The limitations possessed by each method described above require that a method be designed to overcome all existing weaknesses and be more practical to reveal misconceptions. Design a three-tier instrument by adding a third-tier to two-tier test (Dindar & Geban, 2011). The third-tier was asking for students’ level of confidence (LC) when answering the first and second tiers from each item. Such an action would provide certainty response index (CRI) that can help distinguish between students’ suffering from misconceptions and those who are simply lack of understanding.

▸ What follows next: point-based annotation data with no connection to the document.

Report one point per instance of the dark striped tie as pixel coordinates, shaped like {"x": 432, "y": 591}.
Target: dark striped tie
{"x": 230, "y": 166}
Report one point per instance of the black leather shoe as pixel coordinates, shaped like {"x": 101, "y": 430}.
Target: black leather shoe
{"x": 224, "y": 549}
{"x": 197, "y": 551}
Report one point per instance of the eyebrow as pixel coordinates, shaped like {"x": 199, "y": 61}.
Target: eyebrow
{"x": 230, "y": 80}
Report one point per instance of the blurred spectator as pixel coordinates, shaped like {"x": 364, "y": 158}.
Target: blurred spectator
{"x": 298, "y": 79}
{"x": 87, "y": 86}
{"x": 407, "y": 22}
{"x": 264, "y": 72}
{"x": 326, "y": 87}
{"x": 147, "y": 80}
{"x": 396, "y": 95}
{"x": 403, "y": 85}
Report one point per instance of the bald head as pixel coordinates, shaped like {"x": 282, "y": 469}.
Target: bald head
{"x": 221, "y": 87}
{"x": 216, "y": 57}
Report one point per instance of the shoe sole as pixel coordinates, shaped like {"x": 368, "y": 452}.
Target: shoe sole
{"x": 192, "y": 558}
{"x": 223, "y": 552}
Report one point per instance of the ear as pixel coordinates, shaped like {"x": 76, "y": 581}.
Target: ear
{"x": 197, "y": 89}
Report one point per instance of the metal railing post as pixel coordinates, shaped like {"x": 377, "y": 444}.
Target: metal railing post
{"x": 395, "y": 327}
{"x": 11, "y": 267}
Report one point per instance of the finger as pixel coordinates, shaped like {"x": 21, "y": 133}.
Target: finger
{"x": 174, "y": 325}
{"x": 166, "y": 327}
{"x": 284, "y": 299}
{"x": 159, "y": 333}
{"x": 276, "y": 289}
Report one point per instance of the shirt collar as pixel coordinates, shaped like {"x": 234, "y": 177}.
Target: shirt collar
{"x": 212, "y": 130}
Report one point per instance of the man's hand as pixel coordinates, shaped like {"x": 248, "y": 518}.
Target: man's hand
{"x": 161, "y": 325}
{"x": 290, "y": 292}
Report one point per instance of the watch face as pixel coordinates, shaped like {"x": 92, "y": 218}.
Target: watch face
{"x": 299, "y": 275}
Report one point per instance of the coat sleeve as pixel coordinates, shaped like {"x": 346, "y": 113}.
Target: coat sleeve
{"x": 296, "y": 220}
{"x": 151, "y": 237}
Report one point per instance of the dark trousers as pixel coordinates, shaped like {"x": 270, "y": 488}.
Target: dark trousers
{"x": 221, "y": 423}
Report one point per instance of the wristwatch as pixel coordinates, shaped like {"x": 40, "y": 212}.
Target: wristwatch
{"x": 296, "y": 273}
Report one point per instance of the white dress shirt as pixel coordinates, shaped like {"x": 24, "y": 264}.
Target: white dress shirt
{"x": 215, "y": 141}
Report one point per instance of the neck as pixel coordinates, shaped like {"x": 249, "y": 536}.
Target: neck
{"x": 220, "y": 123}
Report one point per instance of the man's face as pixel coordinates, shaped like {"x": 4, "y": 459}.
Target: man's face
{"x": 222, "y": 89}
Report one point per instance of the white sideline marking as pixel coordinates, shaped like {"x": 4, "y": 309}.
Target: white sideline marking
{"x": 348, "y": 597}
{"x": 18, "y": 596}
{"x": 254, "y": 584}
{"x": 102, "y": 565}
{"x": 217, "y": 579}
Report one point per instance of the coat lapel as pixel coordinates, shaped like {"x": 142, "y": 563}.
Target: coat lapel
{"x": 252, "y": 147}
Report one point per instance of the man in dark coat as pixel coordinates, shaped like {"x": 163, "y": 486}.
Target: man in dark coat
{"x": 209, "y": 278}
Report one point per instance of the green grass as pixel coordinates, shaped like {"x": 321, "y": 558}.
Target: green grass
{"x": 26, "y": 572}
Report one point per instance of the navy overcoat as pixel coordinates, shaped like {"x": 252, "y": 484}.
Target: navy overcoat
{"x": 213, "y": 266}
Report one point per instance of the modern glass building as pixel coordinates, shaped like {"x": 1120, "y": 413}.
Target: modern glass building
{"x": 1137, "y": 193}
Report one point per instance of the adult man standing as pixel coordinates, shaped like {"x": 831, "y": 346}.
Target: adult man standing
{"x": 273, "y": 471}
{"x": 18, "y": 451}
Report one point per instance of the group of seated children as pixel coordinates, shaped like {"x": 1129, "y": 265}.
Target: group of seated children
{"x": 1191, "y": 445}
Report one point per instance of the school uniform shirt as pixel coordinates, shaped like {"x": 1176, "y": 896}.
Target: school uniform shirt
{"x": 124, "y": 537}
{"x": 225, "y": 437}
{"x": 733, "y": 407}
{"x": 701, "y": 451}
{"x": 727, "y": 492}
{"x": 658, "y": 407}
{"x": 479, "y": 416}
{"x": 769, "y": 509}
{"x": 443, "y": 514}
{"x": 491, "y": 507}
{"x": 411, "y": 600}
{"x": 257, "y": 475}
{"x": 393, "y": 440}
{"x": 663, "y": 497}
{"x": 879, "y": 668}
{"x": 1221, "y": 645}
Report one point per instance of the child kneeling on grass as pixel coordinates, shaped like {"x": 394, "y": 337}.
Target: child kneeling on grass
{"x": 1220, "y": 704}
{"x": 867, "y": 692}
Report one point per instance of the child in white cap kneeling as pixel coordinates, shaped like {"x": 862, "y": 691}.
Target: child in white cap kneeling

Yang & Sianturi (2019), Arslan et al. (2012), and Hasan et al. (1999) used the three-tier instrument to classify students’ conceptual understanding into three categories, namely, (1) scientific knowledge, (2) misconceptions, and (3) insufficient opinions. The first category belonged to those having correct answers in their answer (first-tier) and reasonings (second-tier) and was also sure about their responses (third-tier). The second category divided into three subcategories, that is, specific misconceptions (incorrect answers, wrong reasons, sure), false-negatives (correct answers, incorrect reasons, sure), and false-positive (incorrect answer, correct reasons, sure). The third category covered students with wrong answers as well as reasonings and was only do guessing when performing the test. The three-tier instrument has been shown in some fields but is still absent from the topic of Chemical Equilibrium (CE). This research is intended to develop a valid and reliable three-tier diagnostic instrument on the topic of Chemical Equilibrium abbreviated with TT-DICE.
Research method
This research is a developmental study aiming at developing a TT-DICE test used to identify students’ misconceptions on the topic of CE. The development of this test adopts three stages of test development formulated by Treagust (1988). These three stages are analysis of misconception propositions, a prototype of test development, and validity checks. The study employed a mixed-method approach combining qualitative and quantitative data analyses. The qualitative approach is used to describe the process of developing TT-DICE prototypes based on misconception propositions reported in the articles and other sources. The quantitative method is used to assess content validity, item validity, and reliability of the designed instruments.
The three stages of the development of TT-DICE were as follows. The first stage, analysis of misconception propositions, was conducted through a literature study. This included formulate concept analysis, identify common misconceptions, and formulate misconception propositions on the topic of CE. The second stage, a prototype of test development, included preparation of 30 three-tier items, initial trials, interview to six student-participating in the trial, and revision of item tests. The third stage, validity check, included determination of content validation judged by three lectures on chemistry learning and three practitioners, revisions, and then field testing to check off item validity (IV), difficulty level (DL), discrimination index (DI), the effectiveness of distractor, and reliability TT-DICE.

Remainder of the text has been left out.